From: Alistair Popple <apopple@nvidia.com>
To: Peter Xu <peterx@redhat.com>
Cc: <linux-kernel@vger.kernel.org>, <linux-mm@kvack.org>,
David Hildenbrand <david@redhat.com>,
Andrea Arcangeli <aarcange@redhat.com>,
Yang Shi <shy828301@gmail.com>, Vlastimil Babka <vbabka@suse.cz>,
Hugh Dickins <hughd@google.com>,
Andrew Morton <akpm@linux-foundation.org>,
"Kirill A . Shutemov" <kirill@shutemov.name>
Subject: Re: [PATCH RFC v2 1/2] mm: Don't skip swap entry even if zap_details specified
Date: Fri, 3 Dec 2021 16:33:43 +1100 [thread overview]
Message-ID: <11226930.BYJfa7kJGD@nvdebian> (raw)

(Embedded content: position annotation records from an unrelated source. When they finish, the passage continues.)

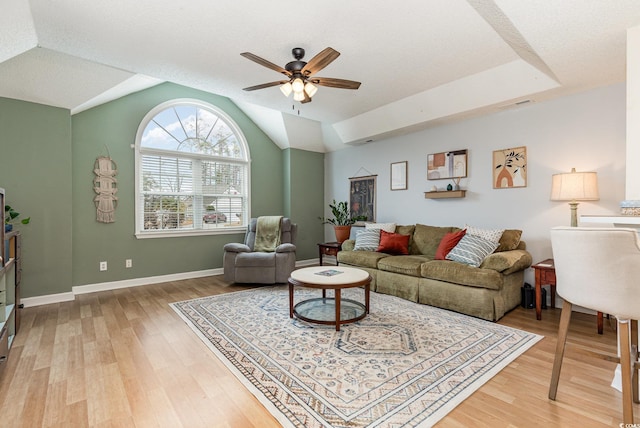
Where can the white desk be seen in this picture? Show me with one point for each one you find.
(617, 221)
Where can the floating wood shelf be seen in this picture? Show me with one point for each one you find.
(445, 194)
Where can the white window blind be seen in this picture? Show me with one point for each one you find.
(192, 172)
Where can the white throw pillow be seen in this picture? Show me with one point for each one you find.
(387, 227)
(367, 240)
(471, 250)
(492, 235)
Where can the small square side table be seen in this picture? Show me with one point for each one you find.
(329, 249)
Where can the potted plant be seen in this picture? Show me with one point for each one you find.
(342, 220)
(10, 215)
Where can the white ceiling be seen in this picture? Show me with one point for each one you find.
(421, 62)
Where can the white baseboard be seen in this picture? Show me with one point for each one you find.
(47, 299)
(135, 282)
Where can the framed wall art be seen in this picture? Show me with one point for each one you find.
(447, 165)
(362, 197)
(399, 175)
(510, 168)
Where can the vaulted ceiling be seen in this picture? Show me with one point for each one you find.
(421, 62)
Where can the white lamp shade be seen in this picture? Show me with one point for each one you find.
(297, 85)
(575, 186)
(310, 89)
(286, 89)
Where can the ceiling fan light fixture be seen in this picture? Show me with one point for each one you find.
(297, 85)
(286, 89)
(310, 89)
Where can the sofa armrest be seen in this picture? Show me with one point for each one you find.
(286, 248)
(507, 262)
(348, 245)
(235, 247)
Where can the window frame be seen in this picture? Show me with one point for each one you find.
(140, 233)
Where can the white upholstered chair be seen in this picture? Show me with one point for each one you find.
(599, 269)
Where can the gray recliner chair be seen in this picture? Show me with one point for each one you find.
(245, 266)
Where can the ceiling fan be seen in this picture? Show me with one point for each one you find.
(299, 74)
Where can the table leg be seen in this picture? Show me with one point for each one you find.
(338, 294)
(367, 289)
(600, 323)
(538, 300)
(290, 300)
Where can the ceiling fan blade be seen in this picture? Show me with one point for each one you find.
(320, 61)
(265, 63)
(335, 83)
(265, 85)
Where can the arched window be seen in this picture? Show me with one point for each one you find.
(192, 171)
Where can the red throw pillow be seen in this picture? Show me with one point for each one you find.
(449, 241)
(393, 243)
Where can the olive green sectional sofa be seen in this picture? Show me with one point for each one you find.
(488, 291)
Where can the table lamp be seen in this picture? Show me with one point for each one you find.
(573, 187)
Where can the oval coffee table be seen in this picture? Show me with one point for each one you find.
(329, 310)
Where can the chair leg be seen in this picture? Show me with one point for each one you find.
(563, 328)
(634, 360)
(625, 364)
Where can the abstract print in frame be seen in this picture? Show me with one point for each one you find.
(447, 165)
(362, 197)
(510, 168)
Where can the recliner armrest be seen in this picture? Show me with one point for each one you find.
(285, 248)
(235, 247)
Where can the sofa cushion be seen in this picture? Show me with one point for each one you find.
(367, 240)
(393, 243)
(492, 235)
(507, 261)
(387, 227)
(407, 230)
(406, 265)
(361, 258)
(472, 250)
(509, 240)
(463, 274)
(449, 241)
(427, 238)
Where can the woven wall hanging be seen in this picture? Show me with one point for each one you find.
(106, 186)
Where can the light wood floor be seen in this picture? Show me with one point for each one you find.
(123, 358)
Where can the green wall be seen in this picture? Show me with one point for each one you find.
(46, 166)
(35, 171)
(304, 172)
(111, 129)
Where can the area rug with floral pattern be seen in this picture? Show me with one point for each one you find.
(404, 364)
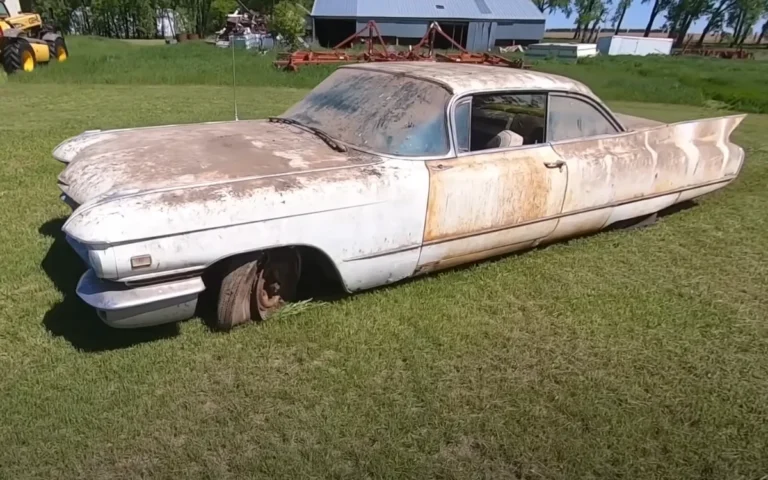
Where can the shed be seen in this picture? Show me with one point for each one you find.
(625, 45)
(569, 51)
(477, 25)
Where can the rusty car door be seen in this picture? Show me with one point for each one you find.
(489, 202)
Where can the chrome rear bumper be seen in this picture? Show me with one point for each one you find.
(121, 306)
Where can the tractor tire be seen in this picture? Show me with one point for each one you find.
(18, 55)
(58, 50)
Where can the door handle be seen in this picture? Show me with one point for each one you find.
(557, 164)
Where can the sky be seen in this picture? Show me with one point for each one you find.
(636, 17)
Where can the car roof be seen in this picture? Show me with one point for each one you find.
(462, 78)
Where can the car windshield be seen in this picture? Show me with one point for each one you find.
(383, 113)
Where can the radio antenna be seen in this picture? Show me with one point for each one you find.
(234, 76)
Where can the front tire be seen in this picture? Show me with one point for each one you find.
(18, 55)
(254, 289)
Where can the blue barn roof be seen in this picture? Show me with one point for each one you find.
(429, 9)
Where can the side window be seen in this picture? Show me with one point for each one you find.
(463, 135)
(507, 120)
(571, 117)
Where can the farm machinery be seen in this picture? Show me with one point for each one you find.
(376, 50)
(26, 41)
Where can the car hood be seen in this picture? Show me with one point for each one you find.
(126, 162)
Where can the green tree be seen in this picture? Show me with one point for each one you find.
(288, 20)
(549, 6)
(618, 15)
(659, 6)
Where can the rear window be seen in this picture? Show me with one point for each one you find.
(380, 112)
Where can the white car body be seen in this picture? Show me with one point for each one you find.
(155, 207)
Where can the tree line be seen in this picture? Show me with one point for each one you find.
(138, 18)
(738, 18)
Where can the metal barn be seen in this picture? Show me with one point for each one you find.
(477, 25)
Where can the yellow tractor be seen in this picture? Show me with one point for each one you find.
(25, 41)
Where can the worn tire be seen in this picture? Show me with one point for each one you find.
(243, 283)
(13, 54)
(56, 47)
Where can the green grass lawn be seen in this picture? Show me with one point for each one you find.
(638, 354)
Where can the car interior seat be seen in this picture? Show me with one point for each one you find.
(505, 139)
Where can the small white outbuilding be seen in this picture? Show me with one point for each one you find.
(570, 51)
(621, 45)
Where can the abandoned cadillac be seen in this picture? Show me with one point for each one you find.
(383, 171)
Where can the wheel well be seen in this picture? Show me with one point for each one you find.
(319, 275)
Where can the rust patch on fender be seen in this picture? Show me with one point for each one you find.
(490, 191)
(199, 154)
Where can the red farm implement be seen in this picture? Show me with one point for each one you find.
(376, 50)
(729, 53)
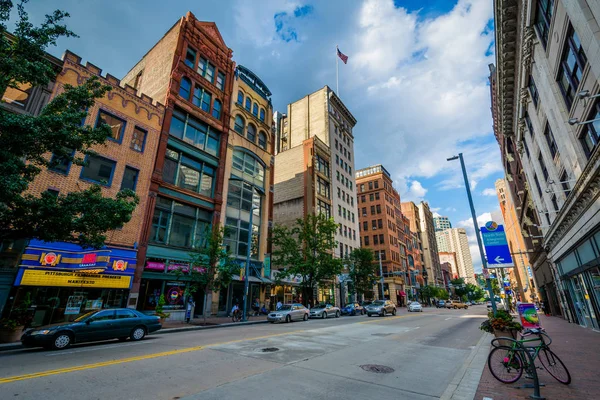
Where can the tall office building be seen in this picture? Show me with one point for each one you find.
(441, 223)
(458, 243)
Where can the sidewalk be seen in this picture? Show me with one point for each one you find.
(578, 348)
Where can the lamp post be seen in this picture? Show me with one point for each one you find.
(477, 234)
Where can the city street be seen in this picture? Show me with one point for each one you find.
(318, 359)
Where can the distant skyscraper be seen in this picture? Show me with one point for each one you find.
(441, 223)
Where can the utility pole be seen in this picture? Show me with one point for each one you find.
(475, 225)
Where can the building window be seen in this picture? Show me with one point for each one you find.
(220, 81)
(543, 19)
(60, 164)
(185, 86)
(117, 125)
(217, 109)
(550, 140)
(180, 225)
(571, 68)
(262, 140)
(543, 166)
(323, 208)
(98, 170)
(129, 180)
(248, 168)
(590, 135)
(188, 173)
(251, 133)
(239, 125)
(195, 132)
(138, 140)
(190, 58)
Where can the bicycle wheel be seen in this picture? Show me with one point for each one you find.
(505, 364)
(554, 366)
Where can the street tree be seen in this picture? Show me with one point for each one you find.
(361, 270)
(26, 143)
(211, 267)
(306, 250)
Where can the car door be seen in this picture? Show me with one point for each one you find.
(125, 320)
(98, 327)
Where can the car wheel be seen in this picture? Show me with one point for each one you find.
(138, 333)
(62, 340)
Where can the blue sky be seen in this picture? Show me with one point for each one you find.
(416, 79)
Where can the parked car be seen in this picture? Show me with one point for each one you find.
(119, 323)
(381, 307)
(324, 310)
(289, 313)
(456, 304)
(353, 309)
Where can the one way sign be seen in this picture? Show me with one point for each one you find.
(496, 246)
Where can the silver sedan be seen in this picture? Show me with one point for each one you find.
(324, 311)
(289, 313)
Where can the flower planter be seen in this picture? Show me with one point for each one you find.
(11, 336)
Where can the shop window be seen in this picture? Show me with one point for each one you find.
(117, 125)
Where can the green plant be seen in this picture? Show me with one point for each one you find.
(159, 307)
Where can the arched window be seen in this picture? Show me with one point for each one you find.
(217, 109)
(185, 86)
(251, 133)
(239, 125)
(262, 140)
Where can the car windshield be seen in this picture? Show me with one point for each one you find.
(85, 316)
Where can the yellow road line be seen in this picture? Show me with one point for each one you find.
(96, 365)
(131, 359)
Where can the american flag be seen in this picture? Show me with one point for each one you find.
(342, 56)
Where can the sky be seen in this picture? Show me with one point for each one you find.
(416, 78)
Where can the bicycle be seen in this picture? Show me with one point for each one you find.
(506, 363)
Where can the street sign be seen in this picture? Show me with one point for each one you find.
(496, 246)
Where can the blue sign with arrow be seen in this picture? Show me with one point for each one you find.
(496, 245)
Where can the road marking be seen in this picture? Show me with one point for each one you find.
(132, 359)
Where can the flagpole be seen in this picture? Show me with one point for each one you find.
(337, 84)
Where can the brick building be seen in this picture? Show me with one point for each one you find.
(381, 229)
(90, 278)
(190, 69)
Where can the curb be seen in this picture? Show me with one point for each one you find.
(466, 380)
(18, 345)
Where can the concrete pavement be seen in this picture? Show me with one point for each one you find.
(320, 358)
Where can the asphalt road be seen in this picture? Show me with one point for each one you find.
(318, 359)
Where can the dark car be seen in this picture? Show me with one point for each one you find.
(119, 323)
(353, 309)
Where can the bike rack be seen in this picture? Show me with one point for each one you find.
(531, 367)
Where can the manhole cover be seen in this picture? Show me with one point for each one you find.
(378, 369)
(269, 349)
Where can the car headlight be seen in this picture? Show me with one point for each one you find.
(41, 332)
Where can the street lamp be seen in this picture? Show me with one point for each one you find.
(475, 225)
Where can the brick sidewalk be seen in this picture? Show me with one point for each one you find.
(578, 348)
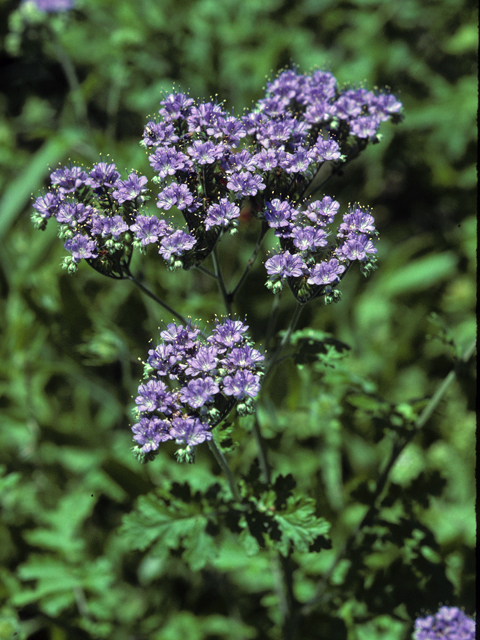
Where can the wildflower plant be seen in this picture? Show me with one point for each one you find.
(213, 170)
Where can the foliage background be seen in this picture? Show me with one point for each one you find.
(70, 345)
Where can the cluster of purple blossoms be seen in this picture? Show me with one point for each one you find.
(51, 6)
(192, 383)
(210, 166)
(96, 212)
(449, 623)
(307, 260)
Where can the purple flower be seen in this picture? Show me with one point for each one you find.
(205, 152)
(243, 357)
(190, 431)
(156, 133)
(322, 211)
(175, 106)
(103, 175)
(357, 221)
(148, 229)
(199, 391)
(245, 183)
(227, 334)
(450, 623)
(221, 214)
(149, 432)
(365, 126)
(47, 205)
(204, 362)
(192, 380)
(81, 247)
(154, 396)
(69, 179)
(51, 6)
(73, 213)
(285, 265)
(326, 272)
(166, 161)
(175, 195)
(176, 244)
(308, 238)
(243, 384)
(279, 214)
(130, 189)
(356, 248)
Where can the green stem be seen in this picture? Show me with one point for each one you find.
(284, 342)
(63, 58)
(397, 449)
(151, 295)
(227, 297)
(223, 464)
(251, 260)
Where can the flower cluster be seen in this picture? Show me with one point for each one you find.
(210, 166)
(51, 6)
(193, 382)
(449, 623)
(307, 260)
(95, 211)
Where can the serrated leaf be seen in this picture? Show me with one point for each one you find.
(181, 525)
(299, 526)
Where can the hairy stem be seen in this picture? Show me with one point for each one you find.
(227, 298)
(151, 295)
(251, 260)
(382, 482)
(223, 464)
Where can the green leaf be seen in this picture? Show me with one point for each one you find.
(182, 525)
(300, 527)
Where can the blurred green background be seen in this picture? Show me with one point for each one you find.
(78, 86)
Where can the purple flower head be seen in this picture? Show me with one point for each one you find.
(73, 213)
(279, 214)
(69, 179)
(51, 6)
(356, 221)
(322, 211)
(167, 161)
(175, 195)
(175, 106)
(205, 152)
(199, 391)
(356, 247)
(130, 189)
(228, 334)
(190, 431)
(114, 226)
(81, 247)
(149, 432)
(326, 272)
(221, 214)
(365, 126)
(245, 184)
(176, 244)
(103, 175)
(285, 265)
(154, 396)
(148, 229)
(450, 623)
(308, 238)
(156, 133)
(47, 205)
(243, 384)
(204, 362)
(192, 380)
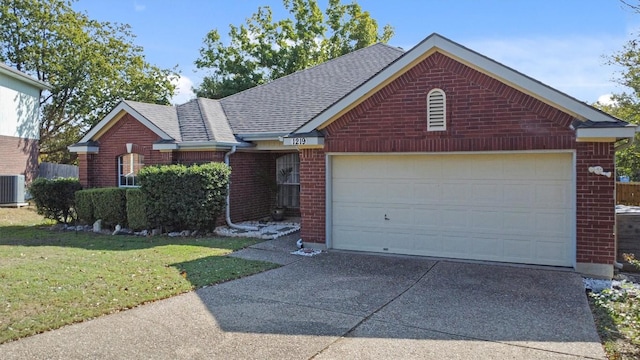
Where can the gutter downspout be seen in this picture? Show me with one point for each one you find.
(631, 141)
(228, 210)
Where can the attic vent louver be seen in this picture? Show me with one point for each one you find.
(436, 110)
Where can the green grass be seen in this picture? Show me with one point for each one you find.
(617, 316)
(49, 279)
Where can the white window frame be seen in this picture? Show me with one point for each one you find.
(289, 193)
(436, 110)
(129, 179)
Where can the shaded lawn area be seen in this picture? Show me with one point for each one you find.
(49, 279)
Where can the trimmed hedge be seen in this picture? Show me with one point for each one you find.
(84, 206)
(107, 204)
(136, 214)
(178, 197)
(55, 198)
(110, 205)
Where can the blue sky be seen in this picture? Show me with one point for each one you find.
(563, 43)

In-Reply-To: <YamNRcrLDOPjG9wg@xz-m1.local>
On Friday, 3 December 2021 2:21:41 PM AEDT Peter Xu wrote:
> On Thu, Dec 02, 2021 at 10:06:46PM +1100, Alistair Popple wrote:
> > On Tuesday, 16 November 2021 12:49:50 AM AEDT Peter Xu wrote:
> > > This check existed since the 1st git commit of Linux repository, but at that
> > > time there's no page migration yet so I think it's okay.
> > >
> > > With page migration enabled, it should logically be possible that we zap some
> > > shmem pages during migration. When that happens, IIUC the old code could have
> > > the RSS counter accounted wrong on MM_SHMEMPAGES because we will zap the ptes
> > > without decreasing the counters for the migrating entries. I have no unit test
> > > to prove it as I don't know an easy way to trigger this condition, though.
> > >
> > > Besides, the optimization itself is already confusing IMHO to me in a few points:
> >
> > I've spent a bit of time looking at this and think it would be good to get
> > cleaned up as I've found it hard to follow in the past. What I haven't been
> > able to confirm is if anything relies on skipping swap entries or not. From
> > you're description it sounds like skipping swap entries was done as an
> > optimisation rather than for some functional reason is that correct?
>
> Thanks again for looking into this patch, Alistair. I appreciate it a lot.
>
> I should say that it's how I understand this, and I could be wrong, that's the
That makes two of us!
> major reason why I marked this patch as RFC.
>
> As I mentioned this behavior existed in the 1st commit of git history of Linux,
> that's the time when there's no special swap entries at all but all the swap
> entries are "real" swap entries for anonymous.
>
> That's why I think it should be an optimization because when previously
> zap_details (along with zap_details->mapping in the old code) is non-null, and
> that's definitely not an anonymous page. Then skipping swap entry for file
> backed memory sounds like a good optimization.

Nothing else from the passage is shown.